My favorite band, The Maine, has a song on their most recent record called "Another Night on Mars." It's a wonderful song guaranteed to make you feel nostalgic and think of your friends. There is one line, however, that has stuck with me since the first time I heard it:
"With friends like ours, anywhere is home."
We tend to think of home as the place we physically reside. Where we sleep, eat, sit on the couch and watch hours of Netflix. Or we think of it as the place we grew up in — our hometown where our families live.
I believe that the concept of home does not only apply to where you live and grew up. Home is an idea, a moment in time, a feeling.
Last Spring, I was lucky enough to be able to spend ten days in Madrid, Barcelona and Rome with my best friends. It was my first time ever being out of the country, and I was thousands of miles away from my hometown of Pembroke Pines, Fla. We were disoriented by the six hour time difference, extremely sleep-deprived and jet-lagged, but ready for adventure nonetheless.
Now, we had the full tourist experience. We saw the Prado, the Colosseum, the Vatican, St. Peters Basilica, the Pantheon, the Spanish Steps. You name it, we probably went there. The moments that stick out, though, involve the people I was with, rather than the places I went.
I think of how cool and sophisticated we felt, sitting down at a Spanish cafe and asking the waiter if we could have a bottle of their "finest wine." I think of us running through the rain in Madrid desperately trying to squeeze onto a bus with way too many people. I think of how we all got sick at one point and how we took care of each other, providing one another with Tylenol, water bottles, and a ridiculous amount of coffee.
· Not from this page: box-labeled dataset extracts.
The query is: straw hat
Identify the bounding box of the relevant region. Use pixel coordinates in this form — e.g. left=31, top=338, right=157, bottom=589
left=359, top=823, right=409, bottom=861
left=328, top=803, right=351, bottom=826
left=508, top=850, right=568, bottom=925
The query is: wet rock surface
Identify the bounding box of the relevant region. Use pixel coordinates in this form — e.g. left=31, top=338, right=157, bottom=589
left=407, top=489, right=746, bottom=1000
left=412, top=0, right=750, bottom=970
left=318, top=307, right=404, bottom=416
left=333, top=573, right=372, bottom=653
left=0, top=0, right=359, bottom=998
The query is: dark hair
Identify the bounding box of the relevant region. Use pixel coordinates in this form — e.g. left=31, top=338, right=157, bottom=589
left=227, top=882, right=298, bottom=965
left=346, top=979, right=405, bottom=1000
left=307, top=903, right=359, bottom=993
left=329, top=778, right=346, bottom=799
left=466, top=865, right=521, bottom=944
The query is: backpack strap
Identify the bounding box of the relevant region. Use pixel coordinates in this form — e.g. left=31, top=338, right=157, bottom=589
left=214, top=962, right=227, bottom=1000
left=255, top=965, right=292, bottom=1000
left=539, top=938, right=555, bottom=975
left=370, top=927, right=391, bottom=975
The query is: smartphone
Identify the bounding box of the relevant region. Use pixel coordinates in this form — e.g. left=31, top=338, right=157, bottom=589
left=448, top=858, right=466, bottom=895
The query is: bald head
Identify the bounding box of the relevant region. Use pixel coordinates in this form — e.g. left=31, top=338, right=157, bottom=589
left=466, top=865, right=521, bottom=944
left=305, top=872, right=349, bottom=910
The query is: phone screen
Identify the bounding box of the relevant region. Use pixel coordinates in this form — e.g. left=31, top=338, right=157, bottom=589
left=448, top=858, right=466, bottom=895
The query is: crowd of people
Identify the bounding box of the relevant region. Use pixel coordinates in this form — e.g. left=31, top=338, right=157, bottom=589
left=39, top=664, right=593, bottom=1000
I think of the hidden coffee shop we found on a rooftop in Barcelona that had an amazing view of the city (and smelled strongly of weed).
In particular, I think of a quaint restaurant in Rome where we were seated outside. There were two men standing near our table with a guitar and an accordion, playing the stereotypical music you hear in the movies when you think of Italy.
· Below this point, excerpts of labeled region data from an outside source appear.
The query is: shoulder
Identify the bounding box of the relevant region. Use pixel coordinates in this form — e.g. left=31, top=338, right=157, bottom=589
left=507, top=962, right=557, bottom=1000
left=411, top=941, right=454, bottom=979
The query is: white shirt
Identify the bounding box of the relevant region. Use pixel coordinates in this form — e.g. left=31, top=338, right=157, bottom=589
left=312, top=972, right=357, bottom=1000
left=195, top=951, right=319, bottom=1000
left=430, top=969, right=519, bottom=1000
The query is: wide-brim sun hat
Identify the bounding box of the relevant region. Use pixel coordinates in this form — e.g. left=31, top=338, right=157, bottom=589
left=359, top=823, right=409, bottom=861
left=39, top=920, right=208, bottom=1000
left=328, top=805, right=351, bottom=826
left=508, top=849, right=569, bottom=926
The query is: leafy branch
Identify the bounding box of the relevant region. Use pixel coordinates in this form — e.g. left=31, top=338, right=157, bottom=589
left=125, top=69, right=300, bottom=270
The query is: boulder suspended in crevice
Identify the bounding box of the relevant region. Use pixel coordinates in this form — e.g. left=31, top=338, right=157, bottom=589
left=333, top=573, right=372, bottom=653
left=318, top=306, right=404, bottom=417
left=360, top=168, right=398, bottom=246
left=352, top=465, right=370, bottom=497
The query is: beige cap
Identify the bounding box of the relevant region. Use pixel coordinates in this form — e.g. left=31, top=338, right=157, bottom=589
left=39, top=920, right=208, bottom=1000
I remember taking in the atmosphere and then looking around the table at my friends. I had never felt more at home than in that moment.
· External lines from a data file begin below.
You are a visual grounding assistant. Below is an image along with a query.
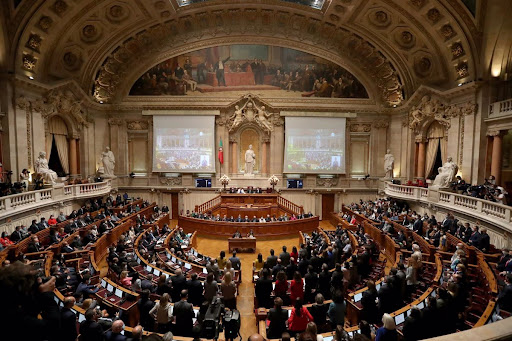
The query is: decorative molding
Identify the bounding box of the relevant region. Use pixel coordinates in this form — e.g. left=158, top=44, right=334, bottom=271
left=108, top=117, right=124, bottom=126
left=316, top=178, right=338, bottom=188
left=373, top=120, right=389, bottom=129
left=349, top=122, right=372, bottom=133
left=127, top=120, right=149, bottom=130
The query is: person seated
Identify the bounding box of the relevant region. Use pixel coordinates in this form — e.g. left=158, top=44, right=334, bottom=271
left=267, top=297, right=288, bottom=339
left=288, top=297, right=313, bottom=333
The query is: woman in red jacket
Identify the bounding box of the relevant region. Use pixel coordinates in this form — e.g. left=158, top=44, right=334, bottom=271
left=290, top=271, right=304, bottom=302
left=274, top=270, right=289, bottom=303
left=288, top=298, right=313, bottom=333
Home should evoke a feeling of familiarity and reassurance. Home should make you think of the people you love. For those who watch "The Office," in the season finale, Creed pointed out that, "No matter how you get there or where you end up, human beings have this miraculous gift to make that place home."
I was on a different continent, in a completely new culture, trying to navigate through languages that I couldn't speak. But I found home in a small corner of Italy that day.